I had always been clear that undergoing these medical procedures signalled the end of my transition from a medical perspective…but the medical profession had other ideas. I felt continually pressured from that point to have a hysterectomy. I resented the degree of pressure that was being put on me to do this when there was no evidence of any need for the procedure. On more than one occasion I have been given ‘information’ that is completely medically inaccurate, in an attempt to ‘scare’ me into agreeing to the procedure. I have also been ‘advised’ that “now your chest’s done you need to have a hysterectomy…” and “you should have a hysterectomy so that you never have to have a pap smear again…” and “if you have it ripped out, then you can’t get cancer in it…”.

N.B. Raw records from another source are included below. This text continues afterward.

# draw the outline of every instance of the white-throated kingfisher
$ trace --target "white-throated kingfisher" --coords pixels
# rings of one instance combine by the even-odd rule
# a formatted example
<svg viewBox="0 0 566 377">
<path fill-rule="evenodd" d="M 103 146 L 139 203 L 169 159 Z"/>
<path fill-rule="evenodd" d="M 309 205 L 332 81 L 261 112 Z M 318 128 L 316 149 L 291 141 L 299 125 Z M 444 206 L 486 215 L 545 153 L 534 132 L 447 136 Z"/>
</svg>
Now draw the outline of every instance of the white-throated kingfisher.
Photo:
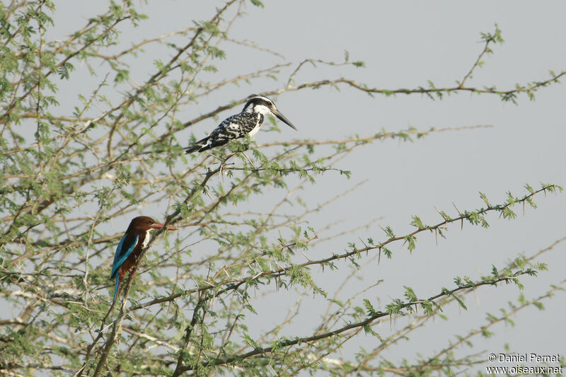
<svg viewBox="0 0 566 377">
<path fill-rule="evenodd" d="M 120 283 L 124 279 L 124 275 L 132 270 L 142 250 L 149 242 L 149 231 L 151 229 L 161 229 L 163 227 L 163 224 L 146 216 L 139 216 L 132 219 L 114 255 L 110 277 L 116 279 L 116 286 L 114 289 L 112 305 L 116 301 Z M 177 228 L 167 226 L 167 230 L 176 231 Z"/>
</svg>

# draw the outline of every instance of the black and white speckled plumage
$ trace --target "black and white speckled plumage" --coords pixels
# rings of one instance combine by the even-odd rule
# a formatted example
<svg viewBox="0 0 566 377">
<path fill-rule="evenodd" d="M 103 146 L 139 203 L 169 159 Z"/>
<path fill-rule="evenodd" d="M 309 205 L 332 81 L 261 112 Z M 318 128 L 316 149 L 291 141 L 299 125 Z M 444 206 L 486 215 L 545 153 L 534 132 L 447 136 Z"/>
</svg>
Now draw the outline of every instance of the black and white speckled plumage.
<svg viewBox="0 0 566 377">
<path fill-rule="evenodd" d="M 207 151 L 211 148 L 224 145 L 230 140 L 243 137 L 246 134 L 252 137 L 258 133 L 263 124 L 265 116 L 267 115 L 277 117 L 291 128 L 296 129 L 277 110 L 271 100 L 263 95 L 252 95 L 248 98 L 248 101 L 241 112 L 223 120 L 207 137 L 197 141 L 185 153 Z"/>
</svg>

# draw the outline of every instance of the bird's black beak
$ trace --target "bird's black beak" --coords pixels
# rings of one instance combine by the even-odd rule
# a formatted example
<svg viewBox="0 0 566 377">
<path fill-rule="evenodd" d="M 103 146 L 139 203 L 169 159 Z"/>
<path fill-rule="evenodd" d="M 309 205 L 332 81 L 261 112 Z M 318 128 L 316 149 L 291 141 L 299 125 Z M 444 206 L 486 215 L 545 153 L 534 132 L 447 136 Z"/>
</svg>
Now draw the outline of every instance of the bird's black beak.
<svg viewBox="0 0 566 377">
<path fill-rule="evenodd" d="M 275 109 L 273 111 L 273 115 L 277 117 L 282 121 L 284 122 L 289 127 L 290 127 L 293 129 L 296 130 L 296 127 L 293 125 L 293 123 L 291 123 L 290 120 L 286 118 L 285 116 L 283 114 L 282 114 L 277 109 Z"/>
</svg>

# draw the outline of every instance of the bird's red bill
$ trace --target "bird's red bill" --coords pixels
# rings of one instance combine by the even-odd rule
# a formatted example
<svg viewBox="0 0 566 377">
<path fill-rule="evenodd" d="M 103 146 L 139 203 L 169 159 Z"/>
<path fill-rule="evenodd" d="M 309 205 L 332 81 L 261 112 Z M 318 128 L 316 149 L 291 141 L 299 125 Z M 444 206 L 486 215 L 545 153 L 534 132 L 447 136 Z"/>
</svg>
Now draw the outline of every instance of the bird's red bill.
<svg viewBox="0 0 566 377">
<path fill-rule="evenodd" d="M 161 229 L 163 227 L 163 224 L 161 223 L 154 223 L 151 224 L 151 228 L 154 229 Z M 172 225 L 168 225 L 167 228 L 166 228 L 168 231 L 176 231 L 177 228 L 173 226 Z"/>
</svg>

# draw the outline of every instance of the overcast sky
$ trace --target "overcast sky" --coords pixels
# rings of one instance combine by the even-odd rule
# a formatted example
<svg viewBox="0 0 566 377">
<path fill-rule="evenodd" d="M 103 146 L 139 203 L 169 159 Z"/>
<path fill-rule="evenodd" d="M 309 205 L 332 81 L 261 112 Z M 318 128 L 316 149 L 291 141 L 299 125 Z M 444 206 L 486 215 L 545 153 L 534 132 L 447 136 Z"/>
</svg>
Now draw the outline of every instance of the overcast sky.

So here was a medical profession with an ethical responsibility to treat my symptoms and to cause me no harm, that was obsessed with trying to pressure me to consent to surgery that I did not want, that would resolve no existing health issue, and that would provide me with no health benefit. I remain confused about why these people who had been working so hard to PREVENT me from having the chest surgery which I really wanted, were now suddenly trying to force me to have more surgery which I did not want to have.

Although I consider myself to have undergone “sex reassignment surgery”, and although I pass consistently in all aspects of my life as unquestionably male, in order to be legally recognised as male in the ACT I need to undergo “surgical alteration of reproductive organs”. In practical terms for transmen, “surgical alteration” means “surgical destruction”. For transmen (unlike transwomen) the reproductive organs are internal – their removal does not aid in any way the ability of the person to pass, or the degree to which they will be accepted by society as male. Their removal serves no socially measurable aid to transition whatsoever.

I start from the premise that the right to consent freely to medical procedures is one of the fundamental rights that all people hold. It is a right that is intrinsic to our own bodies and in our society a right that is correctly demarcated as “personal” rather than “political”. It is not reasonable that trans people have to choose EITHER to be legally recognised in our chosen gender OR to retain autonomy and control over what medical procedures are performed upon us.
I do not understand how our government believes that it is equipped to legislate on what medical procedures should be undertaken by a particular group of people. Nor do I understand how ANY medical practitioner could ethically participate in performing a sterilisation procedure on someone for the sole reason that they want to obtain legal rights that non-trans people take for granted. Try substituting any other group of people (people of a particular race, religion etc) and see how it sounds - this situation would simply not be tolerated in any civilised society in relation to any other group of people. My respect and trust in the medical profession has been completely eroded, by their collusion in supporting this ethically unjustifiable legal position.
I choose not to have a hysterectomy not because I might ever use my uterus, but because as a matter of principle I refuse to have a government insist that I undergo a completely medically unnecessary surgical procedure to sterilise myself simply in order to obtain a legal right that I am perfectly entitled to receive, regardless.
I choose not to have a hysterectomy because, for the second time in my life, I am empowering myself and taking control – this time over the role that I allow the medical profession to play in my life and the way in which I allow them to play it.